Legislation to Avoid SALT Cap Named Bad Bill of the Week

Rhode Island lawmakers continue to stick their heads in the sand when it comes to the stagnant Rhode Island economy and weakening jobs market. Instead of directly addressing the core issues that are producing these negative outcomes, which run counter to positive national trends, the political class prefers to divert attention to band-aid policies that perpetuate the problem.

It is for this reason that H5576, the so-called Business Corporation Tax legislation, has been named the Bad Bill of the Week by the RI Center for Freedom & Prosperity. The legislation seeks to provide small business owners with a dubious option to avoid the $10,000 SALT (State And Local Tax) cap, defined in the 2017 federal tax reforms.

Even the highly respected and nonpartisan Tax Foundation in Washington, DC, wrote a post on the wrong-headedness of this legislation, which seeks to circumvent federal tax laws.

Ignoring the fact that state and local taxes are too high in Rhode Island, driving many people and businesses out of state, the legislation instead seeks to help small business owners by reducing the their federal tax burden; in essence, denying the federal government its lawful share of pass-through revenues that are usually associated with S-corporations, limited partnerships, and sole proprietorships.

State lawmakers should not seek to blame the federal government for the high state and local taxes that they, themselves, have imposed on the private sector. Further, the IRS has publicly signaled that it will not take kindly to state-based efforts to interfere with taxes owed to the federal government.

To encourage entrepreneurship, pass-through entities were created to relieve small business investors of the burden of double-taxation, both at the corporate level and then again upon distribution of profits at the individual level. Instead, profits under a pass-through structure flow entirely to its investors, to be taxed only once at the individual level – both federally and by states.

The 2017 Tax Cuts and Jobs Act limited the amount of SALT deductions allowed on federal tax returns. In high tax states, such as Rhode Island, this means that certain people may not be able to federally deduct all of the taxes they are charged by their state and localities.

The proposed legislation in Rhode Island would allow pass-through businesses to pay “state” taxes on its profits at the ‘entity’ level (instead of passed-through to individuals). This scheme would effectively transpose a potentially non-deductible SALT tax into a fully-deductible business expense.

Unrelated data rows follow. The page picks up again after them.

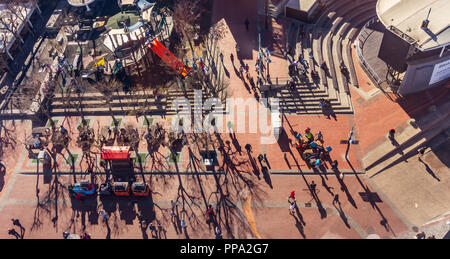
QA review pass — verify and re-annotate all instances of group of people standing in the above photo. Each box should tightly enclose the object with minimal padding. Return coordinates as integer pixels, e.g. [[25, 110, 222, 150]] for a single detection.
[[295, 128, 337, 171]]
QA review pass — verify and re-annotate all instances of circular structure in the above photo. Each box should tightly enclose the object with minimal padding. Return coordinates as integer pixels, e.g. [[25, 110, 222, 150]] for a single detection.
[[355, 0, 450, 95]]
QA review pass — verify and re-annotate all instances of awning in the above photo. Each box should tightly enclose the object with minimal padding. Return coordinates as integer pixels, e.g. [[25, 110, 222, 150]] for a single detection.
[[100, 146, 130, 160]]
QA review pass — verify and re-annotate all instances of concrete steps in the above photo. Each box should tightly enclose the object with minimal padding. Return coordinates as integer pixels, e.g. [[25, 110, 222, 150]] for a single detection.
[[362, 102, 450, 176]]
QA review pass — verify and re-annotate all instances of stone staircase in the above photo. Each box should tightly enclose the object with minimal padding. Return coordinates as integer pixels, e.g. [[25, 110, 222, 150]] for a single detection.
[[272, 0, 376, 114]]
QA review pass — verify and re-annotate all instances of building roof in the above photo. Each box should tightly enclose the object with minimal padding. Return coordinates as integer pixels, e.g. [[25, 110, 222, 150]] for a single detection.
[[0, 2, 35, 53], [377, 0, 450, 50]]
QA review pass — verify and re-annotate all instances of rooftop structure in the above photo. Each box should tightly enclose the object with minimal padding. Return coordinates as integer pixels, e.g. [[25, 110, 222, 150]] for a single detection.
[[377, 0, 450, 50], [67, 0, 95, 11]]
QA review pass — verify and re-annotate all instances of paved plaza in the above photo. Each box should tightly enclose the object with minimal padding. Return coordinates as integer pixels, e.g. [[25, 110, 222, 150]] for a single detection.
[[0, 0, 450, 239]]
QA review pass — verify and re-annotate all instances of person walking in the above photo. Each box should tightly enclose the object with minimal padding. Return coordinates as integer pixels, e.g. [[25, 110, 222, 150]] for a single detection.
[[316, 158, 322, 170], [305, 128, 314, 143], [417, 146, 428, 159], [11, 219, 23, 228], [81, 232, 91, 239], [333, 194, 341, 205], [310, 181, 316, 194], [239, 65, 244, 79], [288, 201, 295, 215], [180, 215, 187, 229], [288, 190, 297, 202], [99, 210, 108, 221], [148, 223, 157, 236], [245, 144, 252, 153], [8, 228, 20, 239], [389, 129, 395, 139], [316, 131, 324, 145], [215, 226, 222, 239]]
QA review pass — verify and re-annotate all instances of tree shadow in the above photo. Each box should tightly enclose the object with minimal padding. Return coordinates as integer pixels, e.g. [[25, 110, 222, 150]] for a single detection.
[[345, 157, 395, 236], [333, 168, 358, 209], [419, 157, 441, 182], [289, 149, 327, 219]]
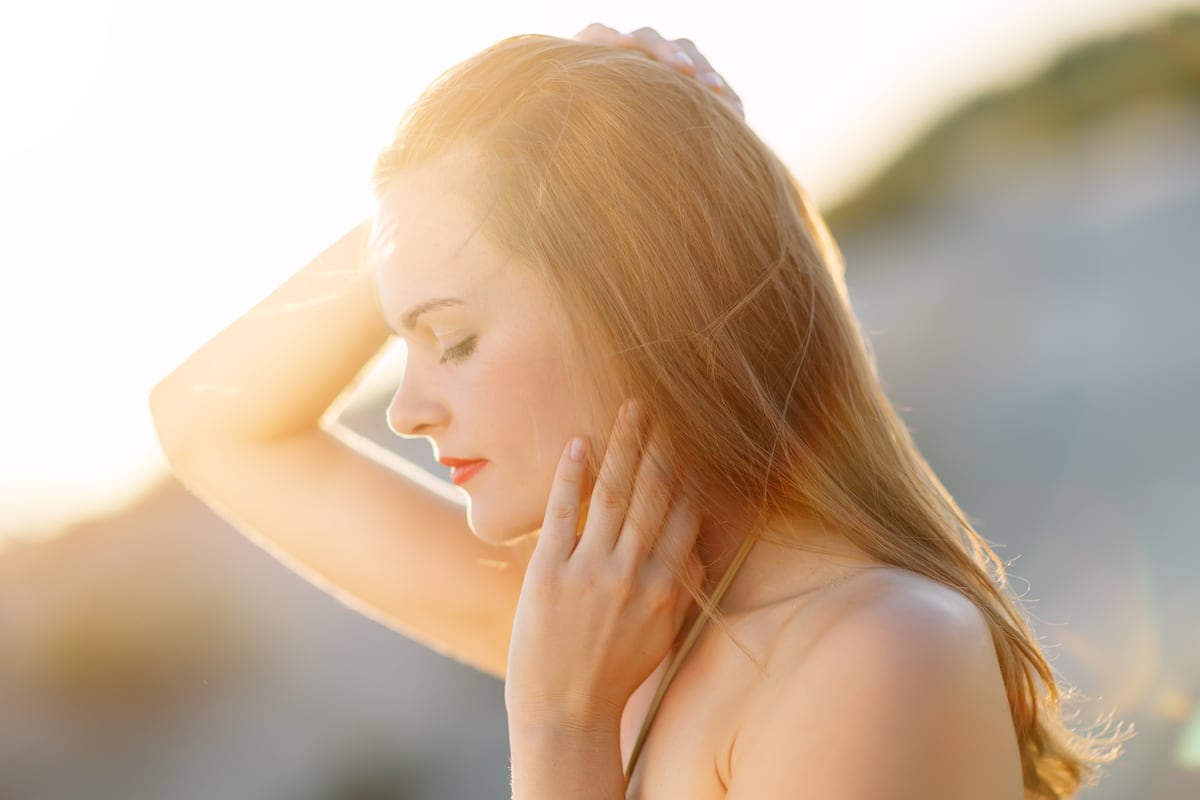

A revenue-neutral policy at the state level, this entity level tax scheme will almost certainly be challenged by the IRS in that it would reduce federal tax receipts.

The proposed legislation in Rhode Island would allow pass-through businesses to pay “state” taxes on its profits at the ‘entity’ level (instead of passed-through to individuals). This scheme would effectively transpose a potentially non-deductible SALT tax into a fully-deductible business expense. A revenue-neutral policy at the state level, this entity level tax scheme will almost certainly be challenged by the IRS in that it would reduce federal tax receipts.

This legislation is objectionable for two main reasons. First, the IRS is unlikely to allow this sleight-of-hand to circumvent existing tax law. Second, and more importantly, the legislation avoids the actual core problem – high state and local taxes in Rhode Island.

As long as lawmakers refuse to deal with the real problems that plague our state, Rhode Island’s economy and the standard of living for its residents will continue to lag behind the rest of the country.

As the Tax Foundation concludes, and as the Center has long maintained, “States would be better off using their creative energy to reform their tax codes and alleviate the overall burden on taxpayers.”